Double honours for Warkworth women

Two Warkworth women have been awarded the Queen’s Service Medal in the Queen’s Birthday Honours, Lyn Wade for services to conservation and Joan Ballantine for services to the community.

Lyn is chair of the Little Barrier Island (Hauturu) Supporters Trust, and has been involved with the group since 1997, recruiting and coordinating volunteers, trans-locating birds and animals, contributing to field surveys and kiwi counts, undertaking field trips and collecting seeds and plants. She also writes regularly about the island for Mahurangi Matters (see p41 for her latest column) and is a registered nurse at Warkworth Birthing Centre. Her connection with Hauturu dates back to her childhood, when she visited with her father as he undertook the original vegetation and land surveys for the former

Department of Scientific and Industrial Research. Lyn says her QSM was completely unexpected. “I certainly was surprised, I was gobsmacked,” she says. “I thought, ‘why me?’, I was humbled because there are so many people in the community who do wonderful things.
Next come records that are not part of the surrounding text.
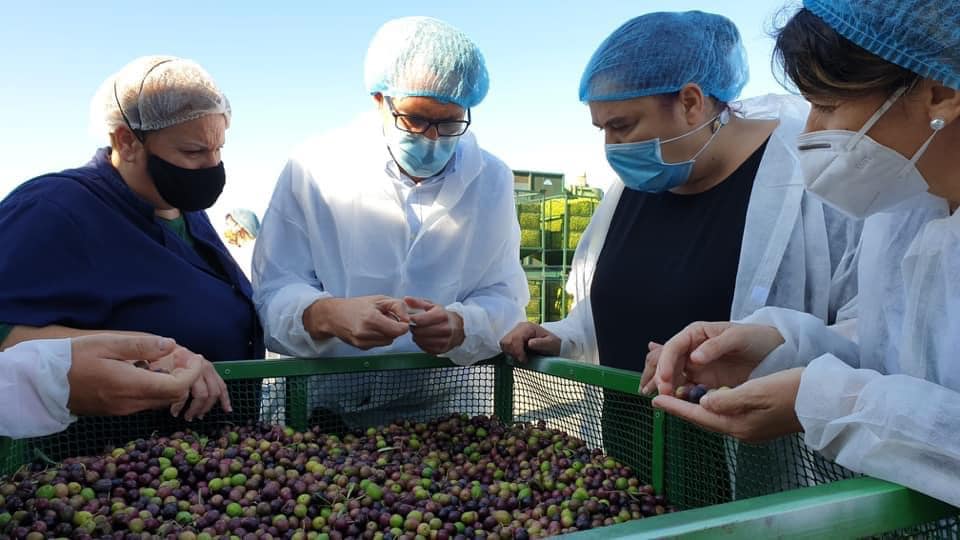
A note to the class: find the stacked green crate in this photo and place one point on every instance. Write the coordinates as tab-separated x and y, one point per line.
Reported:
551	228
528	213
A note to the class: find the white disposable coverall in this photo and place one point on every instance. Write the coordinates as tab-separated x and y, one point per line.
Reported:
34	389
344	222
795	252
889	406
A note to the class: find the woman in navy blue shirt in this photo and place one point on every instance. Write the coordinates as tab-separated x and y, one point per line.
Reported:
123	243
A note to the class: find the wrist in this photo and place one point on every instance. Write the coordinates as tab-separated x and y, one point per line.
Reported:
459	335
317	318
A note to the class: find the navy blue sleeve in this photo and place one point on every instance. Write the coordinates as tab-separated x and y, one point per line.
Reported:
48	274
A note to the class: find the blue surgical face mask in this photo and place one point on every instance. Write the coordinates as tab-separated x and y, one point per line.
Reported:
641	167
418	155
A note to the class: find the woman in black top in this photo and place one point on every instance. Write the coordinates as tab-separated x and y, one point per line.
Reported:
709	215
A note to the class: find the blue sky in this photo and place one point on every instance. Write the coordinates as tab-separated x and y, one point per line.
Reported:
293	69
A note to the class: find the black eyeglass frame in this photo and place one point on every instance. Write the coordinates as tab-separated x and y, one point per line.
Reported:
461	125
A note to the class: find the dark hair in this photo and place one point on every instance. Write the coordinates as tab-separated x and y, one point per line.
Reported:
818	61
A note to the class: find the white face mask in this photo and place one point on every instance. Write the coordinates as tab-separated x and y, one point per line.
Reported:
857	175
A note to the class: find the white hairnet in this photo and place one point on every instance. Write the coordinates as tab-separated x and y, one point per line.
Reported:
420	56
155	92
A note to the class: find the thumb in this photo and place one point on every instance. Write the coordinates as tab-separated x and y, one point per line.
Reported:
418	303
543	345
726	402
188	370
717	347
135	347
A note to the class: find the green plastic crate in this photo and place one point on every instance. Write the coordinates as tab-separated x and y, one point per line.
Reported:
723	489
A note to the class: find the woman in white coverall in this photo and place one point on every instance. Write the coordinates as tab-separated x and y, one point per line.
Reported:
883	77
44	383
401	204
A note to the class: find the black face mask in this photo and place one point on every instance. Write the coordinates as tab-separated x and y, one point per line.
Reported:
187	189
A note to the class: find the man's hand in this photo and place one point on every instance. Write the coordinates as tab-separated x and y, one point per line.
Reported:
104	382
435	330
364	322
758	410
527	336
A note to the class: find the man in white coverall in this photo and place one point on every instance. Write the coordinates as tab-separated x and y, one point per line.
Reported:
397	233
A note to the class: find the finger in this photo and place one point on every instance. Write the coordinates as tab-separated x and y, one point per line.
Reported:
394	308
199	393
213	386
418	303
512	345
730	402
726	342
174	387
225	396
432	317
434	346
120	347
647	384
543	345
693	413
433	331
383	326
672	358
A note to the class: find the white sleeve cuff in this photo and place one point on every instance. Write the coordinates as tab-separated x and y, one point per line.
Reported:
35	388
805	338
476	336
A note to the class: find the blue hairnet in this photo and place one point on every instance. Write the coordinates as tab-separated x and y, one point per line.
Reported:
420	56
246	219
658	53
920	35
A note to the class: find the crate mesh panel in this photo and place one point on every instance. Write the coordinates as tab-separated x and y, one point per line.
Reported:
700	468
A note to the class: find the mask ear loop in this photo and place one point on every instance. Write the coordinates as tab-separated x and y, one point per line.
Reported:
875	118
936	125
717	122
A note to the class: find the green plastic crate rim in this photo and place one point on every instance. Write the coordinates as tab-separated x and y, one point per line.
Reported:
723	489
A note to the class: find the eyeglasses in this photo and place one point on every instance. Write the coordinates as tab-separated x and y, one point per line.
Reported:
417	124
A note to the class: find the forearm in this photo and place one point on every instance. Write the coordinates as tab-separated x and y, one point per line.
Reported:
572	331
805	338
284	314
20	334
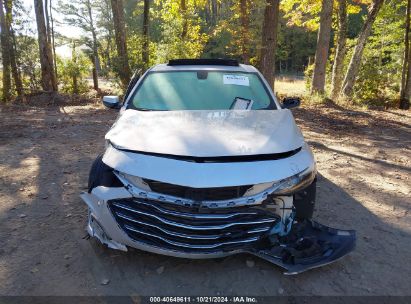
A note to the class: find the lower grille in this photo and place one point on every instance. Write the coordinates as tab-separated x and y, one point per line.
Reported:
191	230
198	194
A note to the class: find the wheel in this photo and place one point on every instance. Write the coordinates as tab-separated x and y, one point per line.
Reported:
102	175
304	202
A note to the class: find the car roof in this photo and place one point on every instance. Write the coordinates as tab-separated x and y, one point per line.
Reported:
240	68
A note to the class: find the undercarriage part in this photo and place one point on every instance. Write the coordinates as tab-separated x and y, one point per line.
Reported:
308	245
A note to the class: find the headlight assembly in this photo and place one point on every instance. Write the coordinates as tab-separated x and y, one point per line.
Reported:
295	183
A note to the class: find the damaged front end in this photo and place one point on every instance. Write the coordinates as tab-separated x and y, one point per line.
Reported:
266	227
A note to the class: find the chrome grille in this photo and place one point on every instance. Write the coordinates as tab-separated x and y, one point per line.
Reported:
200	194
191	229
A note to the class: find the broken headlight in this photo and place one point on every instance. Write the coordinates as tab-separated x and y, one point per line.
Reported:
295	183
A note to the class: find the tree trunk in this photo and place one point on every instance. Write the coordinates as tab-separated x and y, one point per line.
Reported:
245	28
14	66
5	47
48	78
355	63
53	42
183	8
323	47
12	50
337	74
146	37
96	60
405	103
121	42
269	40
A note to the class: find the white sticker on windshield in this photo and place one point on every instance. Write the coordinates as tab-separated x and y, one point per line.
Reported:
237	80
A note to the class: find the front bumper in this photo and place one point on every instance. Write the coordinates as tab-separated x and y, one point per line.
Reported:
119	220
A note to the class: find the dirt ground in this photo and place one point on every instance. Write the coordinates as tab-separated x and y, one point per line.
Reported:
364	161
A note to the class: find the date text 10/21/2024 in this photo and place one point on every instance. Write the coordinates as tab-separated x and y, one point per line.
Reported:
205	299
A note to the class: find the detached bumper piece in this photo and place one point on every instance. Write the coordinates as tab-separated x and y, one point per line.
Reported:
309	245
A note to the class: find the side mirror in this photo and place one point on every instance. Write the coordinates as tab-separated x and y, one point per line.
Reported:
291	102
112	102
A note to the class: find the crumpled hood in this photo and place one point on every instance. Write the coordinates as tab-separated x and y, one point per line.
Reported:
206	133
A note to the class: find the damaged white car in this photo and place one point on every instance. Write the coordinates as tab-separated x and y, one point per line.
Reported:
204	162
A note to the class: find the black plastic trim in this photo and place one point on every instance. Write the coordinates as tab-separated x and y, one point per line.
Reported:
204	61
218	159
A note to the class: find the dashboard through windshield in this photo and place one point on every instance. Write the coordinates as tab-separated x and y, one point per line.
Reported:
200	90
But I’ll look at it for Hauturu and the trust, and accept it for that.”

The second QSM recipient, Joan Ballantine, has been an active community volunteer for many years, taking part in Women’s Institute (WI) activities and fundraising for charities such as the Warkworth and Wellsford Hospice, including appearing in chainmail for the 2014 Hospice Calendar. She has made hundreds of white calico dolls for doctors to use in explaining medical procedures to child patients at North Shore and Starship Hospitals, and she is also an active member of the Warkworth branch of the Red Cross and the Warkworth RSA.

Joan has been a member of the WI since joining the Junior Country Women’s Institute as a Land Army girl in 1940 and, when she settled in Warkworth in 1980, served as president of the local branch for several terms.